Mechanistic study of Huangqi Guizhi Wuwu decoction in the treatment of osteoarthritis using a weighted gene co-expression network and molecular docking techniques

Abstract

Abstract Objective: To use weighted gene co-expression network analysis (WGCNA) and molecular docking techniques to predict the mechanism of action of Huangqi Guizhi Wuwu decoction (HGWWD) in the treatment of osteoarthritis (OA) and to provide a bioinformatics basis for the clinical application of HGWWD in the treatment of OA. Methods: After searching the Gene Expression Omnibus (GEO) database, the GSE55235, GSE206848 and GSE55457 datasets were obtained. After merging and normalizing the GSE55235 and GSE206848 datasets, differentially expressed genes (DEGs) were screened, modules closely associated with OA were screened using a weighted gene co-expression network (WGCN) constructed using R software, and the common genes among DEGs and key module genes were imported into the Database for Annotation, Visualization and Integrated Discovery (DAVID) for Gene Ontology (GO) and Kyoto Encyclopedia of Genes and Genomes (KEGG) enrichment analysis. The active ingredients in HGWWD were retrieved through the traditional Chinese medicine systems pharmacology database and analysis platform (TCMSP), and a "drug-active ingredient-target" network was constructed using Cytoscape software. The GSE55457 dataset was used to verify and compare the expression differences in hub genes between different groups. AutoDock was used to conduct molecular docking of key genes and related active ingredients, and PyMOL and Discovery Studio were used for visual analyses. Results: A total of 1455 DEGs were screened in the merged dataset, including 574 upregulated genes and 881 downregulated genes. The key module contained 388 genes.

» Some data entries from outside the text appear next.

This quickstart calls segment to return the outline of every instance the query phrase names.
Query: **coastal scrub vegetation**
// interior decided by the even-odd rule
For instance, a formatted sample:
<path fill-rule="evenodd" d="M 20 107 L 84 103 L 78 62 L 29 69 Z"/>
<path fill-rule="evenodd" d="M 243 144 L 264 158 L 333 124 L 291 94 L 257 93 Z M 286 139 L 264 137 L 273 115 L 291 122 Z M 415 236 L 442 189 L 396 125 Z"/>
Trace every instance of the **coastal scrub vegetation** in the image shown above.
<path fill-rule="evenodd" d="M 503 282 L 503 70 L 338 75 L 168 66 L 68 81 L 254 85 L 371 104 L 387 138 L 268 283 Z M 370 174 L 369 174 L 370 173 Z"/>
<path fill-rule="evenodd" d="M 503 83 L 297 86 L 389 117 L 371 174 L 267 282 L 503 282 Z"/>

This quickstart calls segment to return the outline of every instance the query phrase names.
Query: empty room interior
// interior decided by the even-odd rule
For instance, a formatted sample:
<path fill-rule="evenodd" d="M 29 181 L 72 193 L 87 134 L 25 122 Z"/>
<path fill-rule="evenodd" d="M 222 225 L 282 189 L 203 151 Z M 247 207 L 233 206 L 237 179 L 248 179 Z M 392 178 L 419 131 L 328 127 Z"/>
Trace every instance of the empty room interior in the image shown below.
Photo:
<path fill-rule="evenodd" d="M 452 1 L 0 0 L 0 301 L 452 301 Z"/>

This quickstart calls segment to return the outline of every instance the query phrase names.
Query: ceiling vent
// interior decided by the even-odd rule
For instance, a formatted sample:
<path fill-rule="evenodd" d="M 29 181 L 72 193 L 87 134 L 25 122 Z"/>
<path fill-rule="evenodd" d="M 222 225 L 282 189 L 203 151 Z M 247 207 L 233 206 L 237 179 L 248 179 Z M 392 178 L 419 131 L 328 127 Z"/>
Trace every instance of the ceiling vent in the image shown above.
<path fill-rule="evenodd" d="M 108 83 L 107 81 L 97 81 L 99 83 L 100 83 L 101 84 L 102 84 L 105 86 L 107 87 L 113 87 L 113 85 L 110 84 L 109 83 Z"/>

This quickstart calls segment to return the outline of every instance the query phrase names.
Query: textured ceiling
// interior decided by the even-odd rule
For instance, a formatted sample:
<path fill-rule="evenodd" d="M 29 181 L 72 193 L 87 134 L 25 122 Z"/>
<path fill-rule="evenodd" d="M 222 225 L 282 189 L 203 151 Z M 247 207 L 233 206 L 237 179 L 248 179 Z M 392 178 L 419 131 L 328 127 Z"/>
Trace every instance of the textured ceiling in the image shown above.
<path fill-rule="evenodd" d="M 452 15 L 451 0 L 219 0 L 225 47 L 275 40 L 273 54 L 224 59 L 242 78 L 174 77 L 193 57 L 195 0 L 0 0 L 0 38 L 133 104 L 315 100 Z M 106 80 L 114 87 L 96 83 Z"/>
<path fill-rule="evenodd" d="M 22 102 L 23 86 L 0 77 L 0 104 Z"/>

A total of 47 pathways were obtained from the KEGG analysis. β-Sitosterol, kaempferol, β-carotene, stigmasterol, and quercetin were identified as the main compounds of HGWWD, and interleukin (IL)-6, prostaglandin-endoperoxide synthase 2 (PTGS2), vascular endothelial growth factor A (VEGFA), JUN, MYC, NFKBIA, SELE, and chemokine (C-X-C motif) ligand 2 (CXCL2) were the main hub genes involved in the treatment of OA with HGWWD. Molecular docking indicated that except for quercetin, the binding energies of other major compounds to hub genes were less than -5.0 kcal/mol. Conclusion: β-Sitosterol, kaempferol, β-carotene, stigmasterol and quercetin in HGWWD act on MYC, JUN, IL-6, VEGFA, and SELE, thus generating good therapeutic effects in individuals with OA.